Le développement rapide du commerce en ligne repose en grande partie sur ce que les experts nomment « l’économie de l’attention ». Ce modèle économique s’appuie sur la capacité des annonceurs à capter l’attention des internautes pour leur présenter des publicités ciblées. Mais selon certains chercheurs, l’essor de l’intelligence artificielle générative pourrait transformer cette dynamique en ce qu’ils appellent une « économie de l’intention ». Dans ce nouveau paradigme, l’IA serait en mesure de décoder les intentions des utilisateurs, d’orienter leurs choix et de monétiser ces informations au profit des annonceurs.
De plus en plus d’internautes interagissent quotidiennement avec des agents conversationnels, que ce soit dans leur vie personnelle ou professionnelle. Ces outils, conçus pour imiter la communication humaine, offrent des échanges fluides et naturels. Sous diverses formes — assistants virtuels (comme Alexa ou Siri), tuteurs numériques ou avatars personnalisés (tels que Replika) —, ces technologies deviennent de plus en plus proches des utilisateurs.
Cette familiarité croissante rend les internautes plus enclins à accepter les suggestions des IA, un phénomène qui, selon une étude publiée dans la Harvard Data Science Review par des chercheurs de l’Université de Cambridge, pourrait devenir un levier marketing majeur. Les auteurs de l’étude avertissent cependant que ces outils pourraient être utilisés pour influencer les décisions des utilisateurs en intervenant très en amont dans leur processus d’achat.
Des interactions générant une richesse de données personnelles
« Ce que les utilisateurs expriment lors d’une conversation [avec une IA], la manière dont ils le font et les inférences en temps réel qui peuvent en découler, sont bien plus intimes que de simples traces laissées en ligne », souligne le Dr Yaqub Chaudhary, coauteur de l’étude, dans un communiqué officiel.
Selon le chercheur, ces systèmes évolutifs sont déjà capables de collecter et d’analyser des données comportementales, émotionnelles et psychologiques en quantité considérable. « Nous constatons que ces outils d’IA sont conçus pour déduire, enregistrer et exploiter les objectifs humains, jusqu’à les transformer en marchandises », ajoute-t-il.
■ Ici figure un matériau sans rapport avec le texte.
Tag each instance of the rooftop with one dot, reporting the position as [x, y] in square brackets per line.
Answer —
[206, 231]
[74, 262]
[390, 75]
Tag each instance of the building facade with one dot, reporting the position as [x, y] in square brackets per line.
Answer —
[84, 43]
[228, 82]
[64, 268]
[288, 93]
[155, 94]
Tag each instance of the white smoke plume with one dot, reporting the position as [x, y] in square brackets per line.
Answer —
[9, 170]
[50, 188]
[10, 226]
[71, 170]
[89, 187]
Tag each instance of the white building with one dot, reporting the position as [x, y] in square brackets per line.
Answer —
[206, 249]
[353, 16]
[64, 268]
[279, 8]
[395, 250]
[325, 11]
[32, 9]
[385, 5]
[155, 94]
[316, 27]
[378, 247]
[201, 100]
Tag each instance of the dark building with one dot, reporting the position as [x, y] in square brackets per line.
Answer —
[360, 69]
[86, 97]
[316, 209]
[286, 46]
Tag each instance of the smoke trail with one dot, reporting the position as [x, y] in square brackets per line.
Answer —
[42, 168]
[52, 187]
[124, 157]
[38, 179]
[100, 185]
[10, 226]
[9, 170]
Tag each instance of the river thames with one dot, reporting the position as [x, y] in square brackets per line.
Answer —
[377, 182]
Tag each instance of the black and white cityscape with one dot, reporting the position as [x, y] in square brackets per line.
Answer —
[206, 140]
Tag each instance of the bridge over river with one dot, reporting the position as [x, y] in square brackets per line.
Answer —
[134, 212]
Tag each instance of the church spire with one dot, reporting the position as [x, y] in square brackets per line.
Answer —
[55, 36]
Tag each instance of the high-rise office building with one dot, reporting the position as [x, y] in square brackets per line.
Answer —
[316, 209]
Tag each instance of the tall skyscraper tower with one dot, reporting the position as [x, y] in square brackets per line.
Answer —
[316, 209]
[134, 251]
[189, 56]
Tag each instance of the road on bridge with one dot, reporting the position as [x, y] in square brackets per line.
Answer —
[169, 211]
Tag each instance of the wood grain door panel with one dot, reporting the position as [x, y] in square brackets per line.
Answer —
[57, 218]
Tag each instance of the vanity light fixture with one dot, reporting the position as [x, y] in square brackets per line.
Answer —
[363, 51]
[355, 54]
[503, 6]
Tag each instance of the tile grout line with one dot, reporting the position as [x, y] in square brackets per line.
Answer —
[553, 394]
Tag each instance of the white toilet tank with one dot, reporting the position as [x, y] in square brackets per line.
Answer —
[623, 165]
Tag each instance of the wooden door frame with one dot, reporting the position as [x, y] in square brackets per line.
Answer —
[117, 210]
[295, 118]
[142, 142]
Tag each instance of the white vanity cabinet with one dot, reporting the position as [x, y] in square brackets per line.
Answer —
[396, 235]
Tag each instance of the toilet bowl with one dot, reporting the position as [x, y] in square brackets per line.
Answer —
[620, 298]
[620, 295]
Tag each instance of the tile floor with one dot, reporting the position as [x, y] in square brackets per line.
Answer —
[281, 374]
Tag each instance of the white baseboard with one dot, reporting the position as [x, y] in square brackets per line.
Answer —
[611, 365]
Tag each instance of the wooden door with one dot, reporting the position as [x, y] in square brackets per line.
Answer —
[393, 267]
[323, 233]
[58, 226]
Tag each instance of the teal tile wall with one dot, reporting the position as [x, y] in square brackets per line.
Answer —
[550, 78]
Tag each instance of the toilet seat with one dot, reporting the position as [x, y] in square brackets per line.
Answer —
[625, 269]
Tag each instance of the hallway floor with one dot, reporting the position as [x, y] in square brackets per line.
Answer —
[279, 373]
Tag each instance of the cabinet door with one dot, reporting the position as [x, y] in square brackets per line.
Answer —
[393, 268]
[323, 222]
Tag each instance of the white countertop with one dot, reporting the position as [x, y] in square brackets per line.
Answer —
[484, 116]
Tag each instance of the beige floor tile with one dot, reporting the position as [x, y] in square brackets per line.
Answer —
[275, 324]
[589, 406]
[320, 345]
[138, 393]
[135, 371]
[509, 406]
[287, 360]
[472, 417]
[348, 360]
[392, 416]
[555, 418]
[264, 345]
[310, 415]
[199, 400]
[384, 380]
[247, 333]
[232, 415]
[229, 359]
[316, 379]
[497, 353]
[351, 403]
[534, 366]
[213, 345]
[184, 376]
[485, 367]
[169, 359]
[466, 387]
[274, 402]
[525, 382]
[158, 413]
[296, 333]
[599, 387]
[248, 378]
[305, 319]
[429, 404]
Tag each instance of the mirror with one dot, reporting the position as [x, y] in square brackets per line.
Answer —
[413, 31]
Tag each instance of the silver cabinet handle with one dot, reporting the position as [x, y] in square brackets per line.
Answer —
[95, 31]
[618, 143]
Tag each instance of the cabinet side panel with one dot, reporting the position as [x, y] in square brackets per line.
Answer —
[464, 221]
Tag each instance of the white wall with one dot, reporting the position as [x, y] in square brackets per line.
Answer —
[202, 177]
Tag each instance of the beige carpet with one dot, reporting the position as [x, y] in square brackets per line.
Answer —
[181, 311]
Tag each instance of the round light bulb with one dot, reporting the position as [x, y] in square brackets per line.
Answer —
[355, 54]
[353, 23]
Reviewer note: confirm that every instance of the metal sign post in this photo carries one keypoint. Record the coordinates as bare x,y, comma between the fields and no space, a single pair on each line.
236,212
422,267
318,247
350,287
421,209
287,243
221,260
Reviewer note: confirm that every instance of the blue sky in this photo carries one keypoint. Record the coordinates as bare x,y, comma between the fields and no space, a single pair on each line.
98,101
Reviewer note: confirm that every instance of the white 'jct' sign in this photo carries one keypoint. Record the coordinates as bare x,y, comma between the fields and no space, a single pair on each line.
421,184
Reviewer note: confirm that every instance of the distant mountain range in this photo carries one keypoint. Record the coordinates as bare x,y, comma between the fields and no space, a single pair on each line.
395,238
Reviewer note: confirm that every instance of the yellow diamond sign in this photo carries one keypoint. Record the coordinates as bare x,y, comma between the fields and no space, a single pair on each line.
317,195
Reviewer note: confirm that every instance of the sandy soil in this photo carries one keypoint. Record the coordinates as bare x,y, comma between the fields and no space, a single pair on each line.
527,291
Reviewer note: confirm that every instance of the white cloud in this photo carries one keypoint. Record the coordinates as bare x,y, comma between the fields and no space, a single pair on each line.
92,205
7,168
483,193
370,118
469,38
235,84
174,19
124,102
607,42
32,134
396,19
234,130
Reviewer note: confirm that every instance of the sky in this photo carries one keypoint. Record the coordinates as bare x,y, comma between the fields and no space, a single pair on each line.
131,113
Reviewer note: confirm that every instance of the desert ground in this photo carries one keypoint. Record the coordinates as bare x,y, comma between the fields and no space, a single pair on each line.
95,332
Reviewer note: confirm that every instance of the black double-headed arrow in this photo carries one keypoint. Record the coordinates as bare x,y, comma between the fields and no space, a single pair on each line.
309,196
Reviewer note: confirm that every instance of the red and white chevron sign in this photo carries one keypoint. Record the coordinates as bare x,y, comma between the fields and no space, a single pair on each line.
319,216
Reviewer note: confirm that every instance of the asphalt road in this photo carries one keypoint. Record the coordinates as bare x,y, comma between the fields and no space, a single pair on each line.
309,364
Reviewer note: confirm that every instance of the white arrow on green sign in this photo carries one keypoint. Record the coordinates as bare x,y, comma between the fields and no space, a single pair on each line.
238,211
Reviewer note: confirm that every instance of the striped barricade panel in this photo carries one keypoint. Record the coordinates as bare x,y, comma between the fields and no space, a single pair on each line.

Par ailleurs, cette relation de confiance induite par la fluidité des échanges pourrait inciter les utilisateurs à partager davantage d’informations, permettant ainsi à l’IA de mieux cerner leurs émotions et contextes sociaux pour affiner son exploitation des données.
Une personnalisation poussée jusqu’à la manipulation ?
Les informations recueillies dans le cadre de ces interactions permettent aux IA de bâtir des profils comportementaux extrêmement détaillés. Ces derniers sont alors utilisés pour prédire, et parfois influencer, les décisions futures des utilisateurs. Dans l’exemple cité par l’étude, un chatbot interroge un utilisateur : « Avez-vous pensé à voir Spider-Man ce soir ? ».
Plus tard, il pousse subtilement à l’achat : « Vous avez mentionné que vous vous sentiez surmené. Dois-je vous réserver ce billet de cinéma dont nous avons parlé ? ». Cette suggestion, en apparence innocente, résulte d’un mécanisme commercial sophistiqué reposant sur la monétisation des intentions de l’utilisateur.
Selon les chercheurs, ces intentions pourraient devenir une ressource monétisée via des systèmes d’enchères publicitaires en temps réel, comme cela est le cas pour le ciblage standard actuel. Des entreprises rivales pourraient alors miser pour cibler les utilisateurs au moment le plus propice.
Bien qu’elle ouvre de nouvelles perspectives pour les entreprises, cette pratique soulève des interrogations sur le respect de la vie privée et l’éthique. « Nous devons réfléchir dès maintenant à l’impact potentiel de ce marché sur des piliers essentiels de la société, tels que les élections libres, une presse indépendante et une concurrence équitable », prévient le Dr Jonnie Penn, coauteur de l’étude.